In an able-bodied population of 750 men and 750 women studied for moderate or severe deformities of the spine, 8% of men and 7% of women had a moderate deformity of the spine, whereas 4% of men and 8% of women had a severe deformity of the spine.25 In those with SCI, 55% (11 of the 20 subjects) had mild to moderate DJD and 25% (5 of the 20 subjects) had severe DJD of the L-spine. In contrast, in the control group, 40% (6 of the 15 subjects) had mild DJD and none had moderate or severe DJD of the L-spine. As such, both from our study and from a comparison with the general literature, it would appear that persons with SCI have an increased prevalence of abnormalities of the spine.12, 13 BMD measurements of the L-spine derived by qCT and DXA are acquired by different techniques and, in addition, are not measuring the same regions of interest. However, in the absence of confounding effects, one would have expected the T-scores to be somewhat comparable. Owing to the greater disparity of the L-spine T-scores between DXA and qCT for the group with SCI compared with the control group, it may have been expected that those with SCI would have had increased extraneous calcification in the imaging field. By categorizing the group with SCI by the severity of DJD, the subjects with the most extensive disease were also the ones who had spuriously higher lumbar T-scores by DXA.
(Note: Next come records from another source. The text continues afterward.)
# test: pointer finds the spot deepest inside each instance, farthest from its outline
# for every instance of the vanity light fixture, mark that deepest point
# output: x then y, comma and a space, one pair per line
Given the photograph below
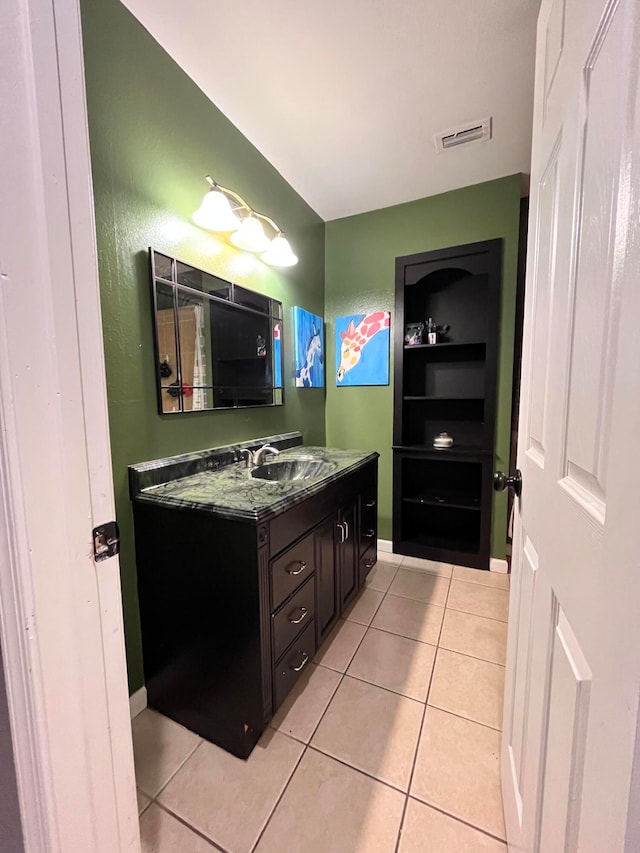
224, 210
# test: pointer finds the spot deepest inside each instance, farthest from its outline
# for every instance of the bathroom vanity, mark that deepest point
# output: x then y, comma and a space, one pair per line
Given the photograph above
243, 572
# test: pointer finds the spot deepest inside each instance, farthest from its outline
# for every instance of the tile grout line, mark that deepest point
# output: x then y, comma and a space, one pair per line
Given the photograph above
460, 819
471, 613
192, 828
424, 714
282, 793
307, 745
461, 717
358, 770
477, 615
178, 768
473, 657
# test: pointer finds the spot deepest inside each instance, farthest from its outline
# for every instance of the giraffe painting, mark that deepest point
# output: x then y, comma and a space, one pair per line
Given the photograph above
362, 349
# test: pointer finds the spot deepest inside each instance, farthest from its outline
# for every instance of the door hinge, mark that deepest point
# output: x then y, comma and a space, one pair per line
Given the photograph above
106, 541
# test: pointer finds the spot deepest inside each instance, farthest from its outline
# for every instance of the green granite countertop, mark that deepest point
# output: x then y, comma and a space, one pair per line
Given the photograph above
232, 492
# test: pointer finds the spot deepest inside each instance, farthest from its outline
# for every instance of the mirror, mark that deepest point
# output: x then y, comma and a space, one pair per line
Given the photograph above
217, 345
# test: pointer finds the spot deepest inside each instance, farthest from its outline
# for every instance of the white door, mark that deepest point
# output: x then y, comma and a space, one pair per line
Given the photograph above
61, 630
570, 759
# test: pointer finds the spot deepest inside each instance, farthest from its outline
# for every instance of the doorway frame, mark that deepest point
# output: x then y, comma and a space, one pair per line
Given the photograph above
61, 624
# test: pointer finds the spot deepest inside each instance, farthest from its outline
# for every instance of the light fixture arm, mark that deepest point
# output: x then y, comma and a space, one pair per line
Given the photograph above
242, 203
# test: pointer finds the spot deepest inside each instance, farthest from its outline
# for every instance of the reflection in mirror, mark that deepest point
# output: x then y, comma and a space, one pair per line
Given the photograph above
218, 345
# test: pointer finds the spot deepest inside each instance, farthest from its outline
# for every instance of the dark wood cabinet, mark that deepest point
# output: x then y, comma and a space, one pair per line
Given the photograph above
442, 496
232, 611
327, 603
347, 553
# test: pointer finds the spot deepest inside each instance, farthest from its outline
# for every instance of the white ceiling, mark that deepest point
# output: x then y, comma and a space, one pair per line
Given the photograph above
344, 97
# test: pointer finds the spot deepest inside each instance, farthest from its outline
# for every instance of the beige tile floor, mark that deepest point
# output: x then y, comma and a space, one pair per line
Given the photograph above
389, 742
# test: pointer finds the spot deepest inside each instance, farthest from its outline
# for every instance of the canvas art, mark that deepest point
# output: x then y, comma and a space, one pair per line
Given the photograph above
308, 333
362, 349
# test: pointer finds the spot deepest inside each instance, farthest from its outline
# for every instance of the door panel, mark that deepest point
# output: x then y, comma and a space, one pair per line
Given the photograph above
567, 711
325, 566
545, 263
348, 555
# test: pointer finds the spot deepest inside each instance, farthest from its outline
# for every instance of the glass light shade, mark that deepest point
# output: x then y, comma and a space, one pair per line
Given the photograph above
250, 236
215, 213
279, 253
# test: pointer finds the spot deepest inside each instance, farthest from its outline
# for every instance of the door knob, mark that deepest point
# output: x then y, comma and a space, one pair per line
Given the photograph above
502, 481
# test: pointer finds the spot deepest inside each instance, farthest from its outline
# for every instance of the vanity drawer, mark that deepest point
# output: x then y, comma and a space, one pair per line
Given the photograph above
293, 617
293, 663
291, 569
367, 562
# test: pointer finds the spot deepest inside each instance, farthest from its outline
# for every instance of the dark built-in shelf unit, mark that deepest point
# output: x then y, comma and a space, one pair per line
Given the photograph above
442, 497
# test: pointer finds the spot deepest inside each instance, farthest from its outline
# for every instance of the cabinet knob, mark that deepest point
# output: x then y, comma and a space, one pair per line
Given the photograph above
502, 481
299, 571
305, 660
303, 614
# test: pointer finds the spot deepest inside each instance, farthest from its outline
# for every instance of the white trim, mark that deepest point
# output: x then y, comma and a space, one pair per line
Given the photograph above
60, 612
138, 702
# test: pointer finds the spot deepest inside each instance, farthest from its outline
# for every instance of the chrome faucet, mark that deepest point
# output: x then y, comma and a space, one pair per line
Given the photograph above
261, 452
246, 454
251, 459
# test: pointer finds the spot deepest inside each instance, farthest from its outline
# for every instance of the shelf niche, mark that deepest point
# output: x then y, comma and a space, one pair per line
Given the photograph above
442, 498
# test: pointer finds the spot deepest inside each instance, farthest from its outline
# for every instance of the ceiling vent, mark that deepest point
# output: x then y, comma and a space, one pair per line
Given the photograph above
473, 131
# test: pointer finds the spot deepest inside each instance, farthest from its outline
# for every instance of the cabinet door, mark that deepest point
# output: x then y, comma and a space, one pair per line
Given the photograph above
326, 577
348, 553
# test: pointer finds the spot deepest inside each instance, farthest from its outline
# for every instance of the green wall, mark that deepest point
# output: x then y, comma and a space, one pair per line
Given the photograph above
154, 135
360, 277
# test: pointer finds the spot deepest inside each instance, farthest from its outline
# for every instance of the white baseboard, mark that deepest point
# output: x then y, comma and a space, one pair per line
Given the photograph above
138, 702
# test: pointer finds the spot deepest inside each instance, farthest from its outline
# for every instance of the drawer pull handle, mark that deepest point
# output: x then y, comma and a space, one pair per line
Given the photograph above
305, 659
303, 613
299, 571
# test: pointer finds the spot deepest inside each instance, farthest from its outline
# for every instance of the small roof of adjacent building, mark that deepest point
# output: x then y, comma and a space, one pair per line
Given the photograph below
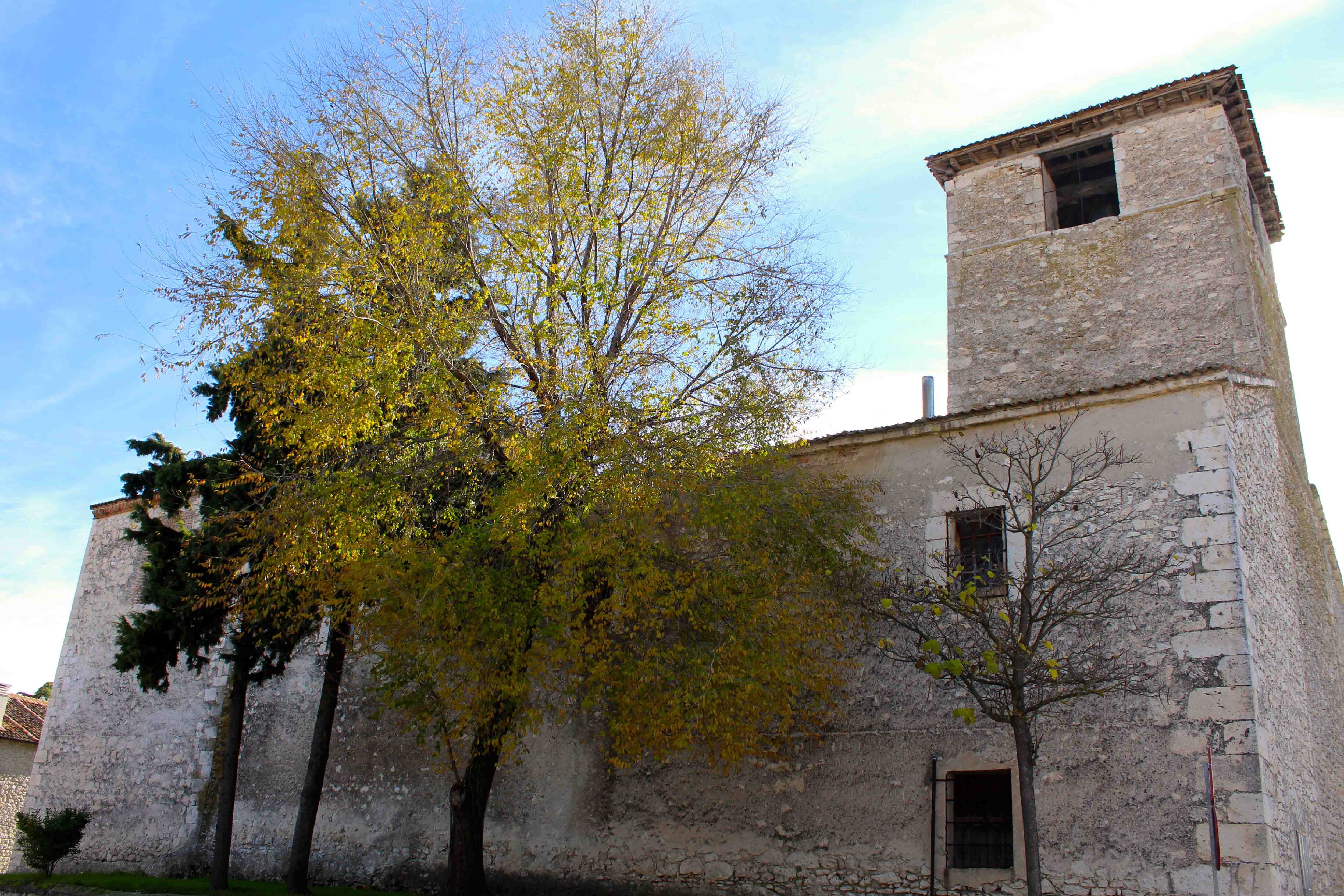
23, 718
1221, 85
1041, 404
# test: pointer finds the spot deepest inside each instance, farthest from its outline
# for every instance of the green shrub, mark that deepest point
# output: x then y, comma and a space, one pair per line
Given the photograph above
46, 840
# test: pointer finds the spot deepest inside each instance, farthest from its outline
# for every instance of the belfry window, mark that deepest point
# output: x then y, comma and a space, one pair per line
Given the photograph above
980, 820
978, 547
1080, 185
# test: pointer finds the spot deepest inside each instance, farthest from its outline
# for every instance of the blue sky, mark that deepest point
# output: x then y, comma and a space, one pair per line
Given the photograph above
99, 126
The literature of skeletal bone mass in persons with SCI has largely relied on the accuracy of DXA to diagnose osteoporosis. Using DXA imaging to diagnose osteoporosis of the extremities in those with SCI is usually valid and useful. However, relying on AP DXA alone to determine BMD of the axial skeleton is problematic. Because of the apparent increased likelihood of osteophytes, vascular calcification, microcompression fractures and other skeletal abnormalities in persons with SCI, relying solely on AP DXA measurement of vertebral body density should be avoided. Quantitative CT or possibly, as suggested in the literature, lateral or midlateral DXA of the spine, if the technical capacity is available to perform this measurement, are the preferred methods of imaging of the L-spine in individuals with degenerative changes. An alternative approach before performing DXA imaging may be to obtain radiographs of the L-spine to exclude extraneous calcification. Otherwise, the clinician may be misled to believe that lumbar vertebral BMD is normal or even increased for age, and thus underestimate the risk of vertebral fracture.

Conclusion

In contrast to the majority of literature that has relied on diagnosing vertebral bone mass by DXA, this study has shown that a proportion of men with chronic SCI, especially those with higher cord lesions, have significant bone loss of the L-spine. A clear association has been shown between the presence and severity of extraneous spine calcification, and spuriously elevated L-spine BMD and T-scores. The use of qCT permits isolation and examination of the medullary portion of trabecular bone of the vertebral body, rather than relying on the AP projection by DXA that captures the posterior cortical bone and potentially associated pathological bony and vascular structures. Because persons with SCI may engage in physical activities to strengthen their upper bodies, significant loss of bone mass of the vertebrae would be expected to place them at a heightened risk of vertebral compression fracture. As such, it is prudent to consider avoiding exercises that place large compressive forces on the spine until a reliable imaging technique can be applied to exclude significant loss of bone mass of the L-spine.